E.G. Eu acho que é mais uma questão de falta de conhecimento. Em geral, desconhece-se tudo o que está por trás para estabelecer o preço de um medicamento inovador. Penso que os sistemas de saúde devem estar preparados para pagar por essa inovação e, paralelamente, são desenvolvidos outros medicamentos como os genéricos ou biosimilares, que permitem reduzir a fatura farmacêutica e, ao mesmo tempo, colocar à disposição dos doentes medicamentos eficazes e seguros. Acredito que há espaço para diferentes soluções terapêuticas. Outra questão é que, em momentos excecionais, alguém possa ter violado as regras do jogo e cometido um erro prejudicial. Quando isso acontece, a reputação de todo o setor é afetada e acabam pagando os justos pelos pecadores.

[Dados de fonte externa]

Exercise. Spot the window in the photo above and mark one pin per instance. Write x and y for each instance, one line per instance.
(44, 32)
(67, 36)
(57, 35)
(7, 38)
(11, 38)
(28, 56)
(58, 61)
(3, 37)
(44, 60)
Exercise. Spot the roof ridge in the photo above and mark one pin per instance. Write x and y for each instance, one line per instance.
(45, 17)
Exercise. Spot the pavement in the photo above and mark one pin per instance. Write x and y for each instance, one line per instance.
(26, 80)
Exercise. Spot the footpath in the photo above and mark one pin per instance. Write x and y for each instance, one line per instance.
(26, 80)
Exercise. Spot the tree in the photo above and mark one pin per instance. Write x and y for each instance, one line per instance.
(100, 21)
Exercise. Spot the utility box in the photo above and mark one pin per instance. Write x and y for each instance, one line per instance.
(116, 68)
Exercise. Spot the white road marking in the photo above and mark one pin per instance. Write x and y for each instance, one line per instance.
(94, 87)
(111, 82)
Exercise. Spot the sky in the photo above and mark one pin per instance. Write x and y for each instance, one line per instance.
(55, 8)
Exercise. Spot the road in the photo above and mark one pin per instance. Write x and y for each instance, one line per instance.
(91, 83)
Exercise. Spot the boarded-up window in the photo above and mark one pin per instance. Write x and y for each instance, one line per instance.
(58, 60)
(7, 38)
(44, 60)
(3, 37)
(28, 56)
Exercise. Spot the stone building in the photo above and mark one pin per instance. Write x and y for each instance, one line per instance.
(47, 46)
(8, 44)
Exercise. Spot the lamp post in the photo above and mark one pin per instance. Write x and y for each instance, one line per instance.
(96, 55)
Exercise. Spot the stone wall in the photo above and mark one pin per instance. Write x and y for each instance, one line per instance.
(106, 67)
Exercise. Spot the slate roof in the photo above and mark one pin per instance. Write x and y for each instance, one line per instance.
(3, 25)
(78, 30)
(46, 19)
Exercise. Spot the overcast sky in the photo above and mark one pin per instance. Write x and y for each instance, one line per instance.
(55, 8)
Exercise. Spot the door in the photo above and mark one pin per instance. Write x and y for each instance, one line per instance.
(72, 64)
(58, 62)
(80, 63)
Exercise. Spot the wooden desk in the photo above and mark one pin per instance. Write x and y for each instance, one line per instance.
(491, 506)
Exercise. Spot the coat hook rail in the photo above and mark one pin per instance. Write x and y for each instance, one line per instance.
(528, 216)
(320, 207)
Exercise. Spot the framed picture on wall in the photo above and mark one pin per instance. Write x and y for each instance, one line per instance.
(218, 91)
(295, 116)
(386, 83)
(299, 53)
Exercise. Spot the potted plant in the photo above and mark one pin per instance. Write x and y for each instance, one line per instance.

E.B. O que é que gosta de pintar?
E.G. Pinto muitos motivos, mas se tivesse de escolher um, talvez os retratos, as pessoas. Não se trata dos traços de um nariz, de um olhar, de uma expressão… O desafio é ser capaz de capturar na tela a essência de uma pessoa que sabes que é única.
E.B. Um final que nem pintado!
Confluência de mundos divergentes. Argamassa lusa que une e dignifica as malditas questões do preço da saúde com as pessoas que a perderam. Desconcertante e persuasiva, eu acredito nela. Desconheço o seu comando na praça da CSL Vifor, mas duvido que lá, alguém pinte mais do que ela. Elisabete Gonçalves desenha-te a vida. Sem preço.